Twelve bags approx.' He nodded to the empty jute bags. Grey watched him count them, knowing that there would be twelve. Then Jones continued, 'One bag was short ten pounds' - this was not unusual - 'and the residue is twenty and a quarter pounds.'
The lieutenant colonel went over and picked up the almost empty sack and put it on the scales that Quartermaster Sergeant Blakely had pulled inside the hut. He carefully placed the weights on the platform and built them up to twenty and one quarter pounds. The sack lifted and balanced.
'It checks,' he smiled, satisfied, looking at Grey.
Everything else - a side of beef, sixteen tubs of dried fish, forty pounds of gula malacca, five dozen eggs, fifty pounds of salt and bags of peppercorns and dried red chilis - checked out perfectly also.
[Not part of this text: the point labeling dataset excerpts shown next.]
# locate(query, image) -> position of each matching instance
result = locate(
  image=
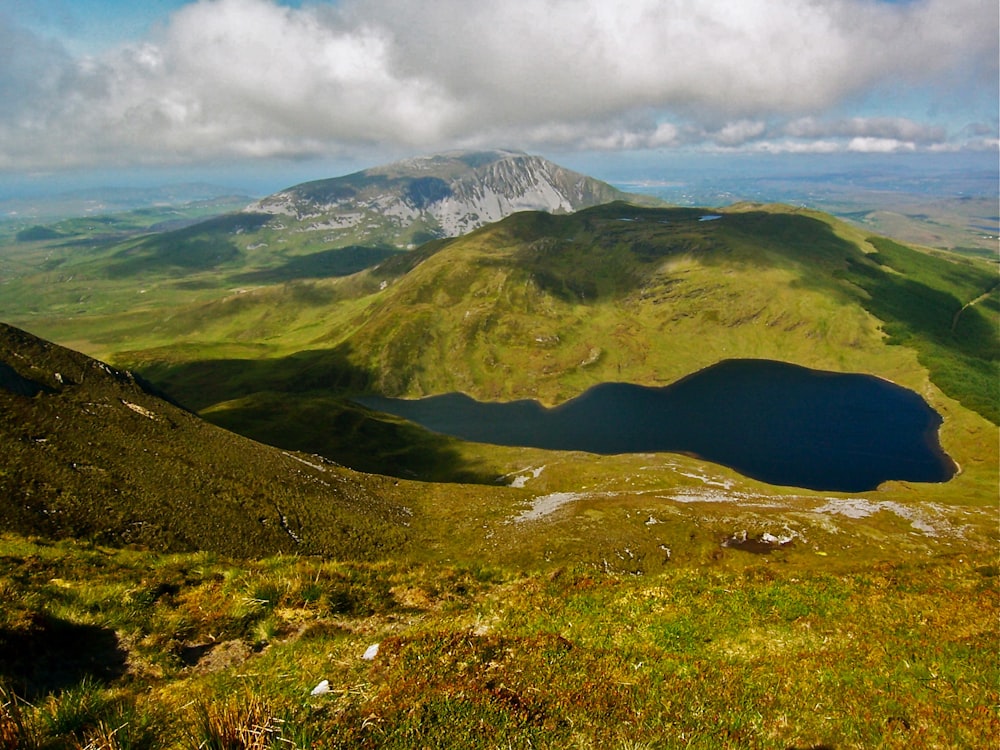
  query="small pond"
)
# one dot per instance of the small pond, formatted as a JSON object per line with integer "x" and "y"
{"x": 779, "y": 423}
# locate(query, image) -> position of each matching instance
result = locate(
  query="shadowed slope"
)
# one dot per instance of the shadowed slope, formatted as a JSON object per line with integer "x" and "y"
{"x": 91, "y": 453}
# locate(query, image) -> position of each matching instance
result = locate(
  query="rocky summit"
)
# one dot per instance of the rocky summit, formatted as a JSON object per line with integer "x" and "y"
{"x": 444, "y": 195}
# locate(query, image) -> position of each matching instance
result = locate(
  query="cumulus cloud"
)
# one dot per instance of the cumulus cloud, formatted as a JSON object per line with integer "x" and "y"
{"x": 257, "y": 78}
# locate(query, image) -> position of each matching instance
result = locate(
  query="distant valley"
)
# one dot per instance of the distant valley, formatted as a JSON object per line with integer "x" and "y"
{"x": 211, "y": 534}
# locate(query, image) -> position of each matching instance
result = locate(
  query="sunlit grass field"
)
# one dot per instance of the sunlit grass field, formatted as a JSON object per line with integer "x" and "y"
{"x": 201, "y": 651}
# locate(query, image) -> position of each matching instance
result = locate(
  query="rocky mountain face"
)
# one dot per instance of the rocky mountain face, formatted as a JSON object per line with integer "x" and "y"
{"x": 444, "y": 195}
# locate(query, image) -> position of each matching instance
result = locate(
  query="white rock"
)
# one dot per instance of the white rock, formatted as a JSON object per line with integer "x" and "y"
{"x": 321, "y": 688}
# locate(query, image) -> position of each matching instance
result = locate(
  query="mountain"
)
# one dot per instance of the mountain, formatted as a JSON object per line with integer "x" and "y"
{"x": 541, "y": 306}
{"x": 444, "y": 195}
{"x": 90, "y": 451}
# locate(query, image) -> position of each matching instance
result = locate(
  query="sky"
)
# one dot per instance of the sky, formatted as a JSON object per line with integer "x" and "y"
{"x": 99, "y": 89}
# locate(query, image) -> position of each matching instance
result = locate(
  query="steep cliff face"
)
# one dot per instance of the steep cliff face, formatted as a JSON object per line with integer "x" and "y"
{"x": 437, "y": 196}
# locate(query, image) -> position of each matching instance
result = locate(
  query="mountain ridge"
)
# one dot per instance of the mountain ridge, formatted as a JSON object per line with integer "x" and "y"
{"x": 87, "y": 450}
{"x": 444, "y": 194}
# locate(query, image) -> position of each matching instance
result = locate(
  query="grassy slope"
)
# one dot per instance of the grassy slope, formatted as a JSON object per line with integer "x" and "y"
{"x": 189, "y": 651}
{"x": 92, "y": 454}
{"x": 875, "y": 627}
{"x": 544, "y": 307}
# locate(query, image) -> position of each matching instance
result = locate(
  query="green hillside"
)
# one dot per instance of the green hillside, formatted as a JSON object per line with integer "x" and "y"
{"x": 90, "y": 452}
{"x": 541, "y": 306}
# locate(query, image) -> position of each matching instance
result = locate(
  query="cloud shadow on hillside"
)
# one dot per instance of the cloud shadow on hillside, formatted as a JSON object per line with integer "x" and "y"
{"x": 52, "y": 654}
{"x": 301, "y": 402}
{"x": 336, "y": 262}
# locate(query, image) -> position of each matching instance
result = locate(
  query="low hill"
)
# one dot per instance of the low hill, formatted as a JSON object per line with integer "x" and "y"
{"x": 90, "y": 451}
{"x": 543, "y": 307}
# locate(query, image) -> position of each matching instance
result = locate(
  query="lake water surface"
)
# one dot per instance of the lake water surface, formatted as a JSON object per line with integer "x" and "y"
{"x": 780, "y": 423}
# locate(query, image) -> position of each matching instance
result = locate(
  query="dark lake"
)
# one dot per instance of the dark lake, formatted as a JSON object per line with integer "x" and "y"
{"x": 779, "y": 423}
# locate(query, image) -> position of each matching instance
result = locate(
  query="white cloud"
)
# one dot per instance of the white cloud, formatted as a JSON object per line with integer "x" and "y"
{"x": 237, "y": 78}
{"x": 870, "y": 145}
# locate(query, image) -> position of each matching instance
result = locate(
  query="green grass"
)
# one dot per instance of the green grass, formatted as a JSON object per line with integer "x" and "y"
{"x": 898, "y": 654}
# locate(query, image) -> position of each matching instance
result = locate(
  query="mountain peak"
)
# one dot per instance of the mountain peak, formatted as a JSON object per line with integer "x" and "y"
{"x": 438, "y": 195}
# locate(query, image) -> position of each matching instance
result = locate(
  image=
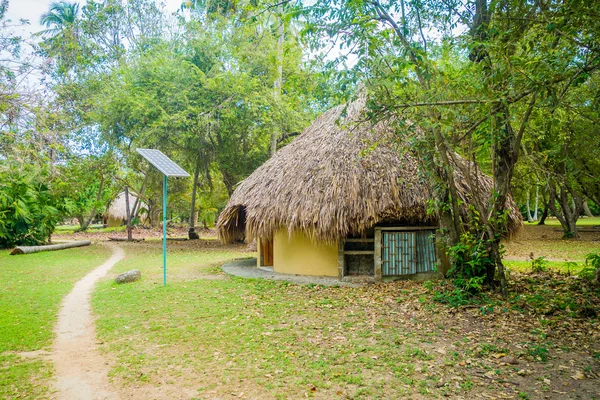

Grey signed the store chart, and winced as another spasm racked him.
'Dysentery?' asked Jones, concerned.
'Just a touch, sir.' Grey looked around the semidarkness, then saluted.
'Thank you, sir. See you next week.'
'Thank you, Lieutenant.'
On the way out, Grey was hit by another spasm and stumbled against the scale, knocking it over and scattering the weights across the dirt floor.